Au mois d’août 1959, Mercedes présente ses nouvelles berlines à la presse spécialisée, conviée pour l’occasion sur le circuit de Solitude, près de Stuttgart. Par rapport à la gamme « Ponton » apparue en 1953, la rupture stylistique est indéniable ; aux formes rondouillardes de sa devancière, celle qui va bientôt recevoir le surnom de Heckflosse (en référence à ses timides ailerons arrière) oppose un design plus tranchant, plus opulent, et qui ne cherche pas à dissimuler l’influence américaine. À l’époque, les constructeurs états-uniens sont lancés dans une course au gigantisme et à l’outrance décorative dont le millésime 1958, en particulier chez General Motors, aura été particulièrement représentatif.
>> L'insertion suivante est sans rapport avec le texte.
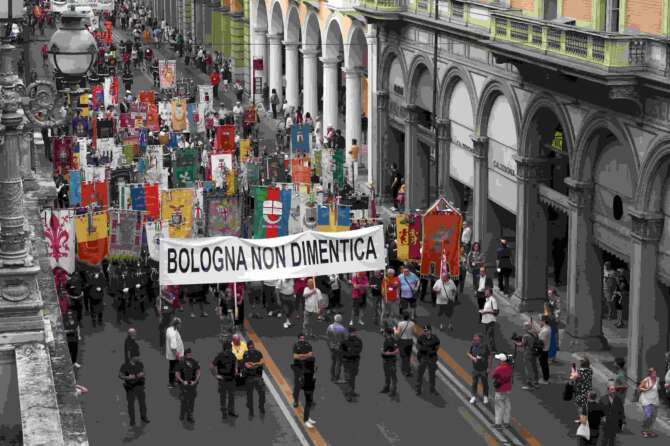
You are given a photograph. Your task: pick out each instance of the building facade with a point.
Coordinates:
(546, 122)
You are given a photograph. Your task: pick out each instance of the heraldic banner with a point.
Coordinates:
(308, 254)
(441, 233)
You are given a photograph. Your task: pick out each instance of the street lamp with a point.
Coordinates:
(73, 48)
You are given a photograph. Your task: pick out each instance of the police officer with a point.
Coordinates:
(187, 374)
(427, 345)
(253, 365)
(132, 375)
(302, 351)
(390, 353)
(223, 368)
(351, 348)
(96, 292)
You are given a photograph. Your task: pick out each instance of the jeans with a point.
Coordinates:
(477, 377)
(335, 364)
(502, 405)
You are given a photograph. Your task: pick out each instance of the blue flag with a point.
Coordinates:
(75, 188)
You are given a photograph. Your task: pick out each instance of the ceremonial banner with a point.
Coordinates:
(225, 139)
(177, 210)
(224, 216)
(75, 188)
(60, 237)
(92, 241)
(300, 138)
(308, 254)
(125, 232)
(167, 73)
(441, 232)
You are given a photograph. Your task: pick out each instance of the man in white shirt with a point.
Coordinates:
(445, 290)
(174, 348)
(489, 314)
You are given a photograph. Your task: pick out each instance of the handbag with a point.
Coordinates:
(568, 391)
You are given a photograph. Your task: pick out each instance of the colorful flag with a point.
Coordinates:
(177, 210)
(92, 240)
(441, 237)
(125, 232)
(75, 188)
(60, 237)
(268, 212)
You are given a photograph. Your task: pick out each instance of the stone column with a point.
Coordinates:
(292, 66)
(330, 93)
(275, 73)
(310, 86)
(531, 229)
(410, 174)
(583, 331)
(480, 191)
(371, 37)
(353, 109)
(648, 309)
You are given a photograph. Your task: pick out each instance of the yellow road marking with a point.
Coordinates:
(313, 434)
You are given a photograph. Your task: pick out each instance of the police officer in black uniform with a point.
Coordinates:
(253, 365)
(302, 351)
(132, 375)
(427, 345)
(351, 348)
(223, 368)
(187, 374)
(96, 292)
(390, 353)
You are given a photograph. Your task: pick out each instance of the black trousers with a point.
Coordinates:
(227, 395)
(255, 383)
(544, 364)
(390, 376)
(136, 394)
(431, 365)
(187, 396)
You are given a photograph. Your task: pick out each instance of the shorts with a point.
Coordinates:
(404, 303)
(445, 309)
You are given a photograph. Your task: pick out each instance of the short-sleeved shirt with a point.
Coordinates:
(132, 369)
(187, 369)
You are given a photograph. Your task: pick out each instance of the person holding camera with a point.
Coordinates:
(502, 383)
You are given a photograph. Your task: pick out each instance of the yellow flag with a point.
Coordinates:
(402, 237)
(177, 210)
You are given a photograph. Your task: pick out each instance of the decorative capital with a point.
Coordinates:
(531, 169)
(646, 226)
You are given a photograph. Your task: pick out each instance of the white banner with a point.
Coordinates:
(308, 254)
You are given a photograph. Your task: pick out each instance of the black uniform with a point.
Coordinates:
(134, 389)
(389, 362)
(225, 366)
(427, 357)
(254, 380)
(351, 357)
(298, 366)
(187, 369)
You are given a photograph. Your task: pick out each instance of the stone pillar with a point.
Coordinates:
(310, 86)
(275, 73)
(373, 156)
(330, 93)
(531, 242)
(648, 309)
(410, 174)
(480, 191)
(583, 331)
(292, 66)
(353, 109)
(381, 177)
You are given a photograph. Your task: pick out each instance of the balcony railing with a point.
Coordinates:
(606, 49)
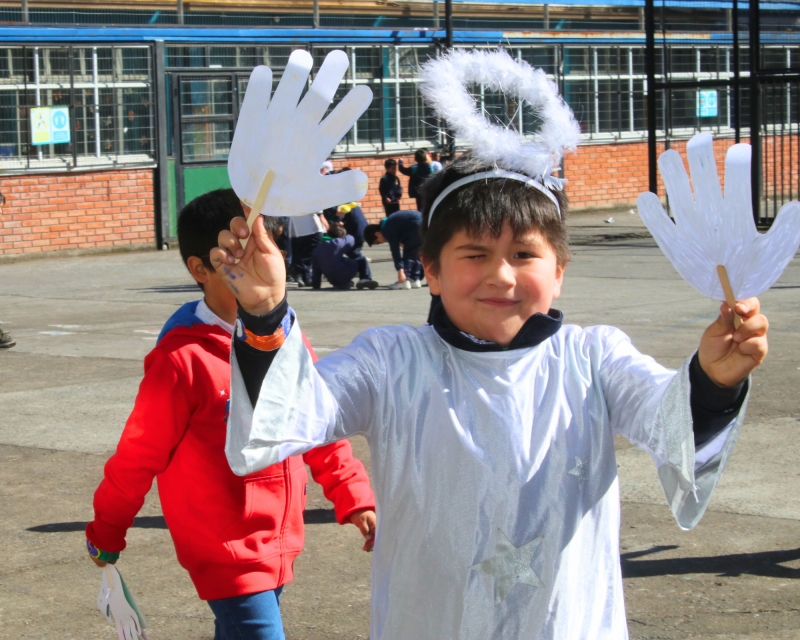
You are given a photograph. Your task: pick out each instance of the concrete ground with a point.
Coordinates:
(83, 326)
Bien sûr, les stylistes Mercedes se sont bien gardés de pousser le curseur aussi loin mais la série W110/111/112 demeure pourtant la plus baroque des berlines d’une firme ordinairement traditionaliste. Ce dessin, qui fera couler beaucoup d’encre, va de surcroît s’étendre à tous les échelons de la gamme. De la sorte, de la rustique 190 (variante utilitariste très appréciée des chauffeurs de taxi) à la luxueuse 300 SE à empattement long, la cellule centrale est identique ; les différents typages s’expriment au travers de nombreux détails esthétiques qui vont du format des optiques avant et arrière à la quantité de chromes répartis sur la carrosserie.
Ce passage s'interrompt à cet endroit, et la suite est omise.